Danes Scan Home-Made Submarine for any Concealed Areas

Inventor Peter Madsen is being held in the death of the 30-year-old Wall, who was last seen alive Aug. 10 aboard the submarine

Police technicians board the amateur-built submarine UC3 Nautilus on a pier in Copenhagen harbour, Denmark, Monday morning, Aug. 14, 2017, to conduct forensic probes in connection with a murder investigation, photo: Ritzau Foto via AP/Mogens Flindt
4 months ago

COPENHAGEN, Denmark – Danish police on Tuesday scanned a home-made submarine where Swedish journalist Kim Wall was last seen alive, saying they are looking for any possible concealed cavities.

The 40-ton, nearly 18 meter-long (60 foot-long) submarine, which sank earlier this month, now stands on land in a remote corner of Copenhagen’s harbor where a mobile cargo scanner has been deployed.

In Tuesday’s statement, police said Swedish colleagues with dogs specially trained to search for corpses in the water were combing the Copenhagen coast looking for clothing and more missing body parts from Swedish journalist Kim Wall.
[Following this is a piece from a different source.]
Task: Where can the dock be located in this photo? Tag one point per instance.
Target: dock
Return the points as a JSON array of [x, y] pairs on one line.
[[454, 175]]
Her naked, headless torso was found Aug. 21. That search is expected to last two days, police said.

On Monday, a search with a plane over the coastline produced no results, police said.

Inventor Peter Madsen is being held in the death of the 30-year-old Wall, who was last seen alive Aug. 10 aboard the submarine. Madsen, who faces preliminary manslaughter and indecent handling of a corpse charges, has denied wrongdoing. He says Walls died in an accident and he buried her at sea.

Police said earlier that Wall’s head, arms and legs had been deliberately cut off and a piece of metal had been attached to the torso “likely with the purpose to make it sink.” Police also said marks on the torso indicated that someone had tried to press air out of the body so it wouldn’t float.

Madsen was detained after being rescued Aug. 11 from the sinking submarine. Police believe that Madsen deliberately scuttled the vessel.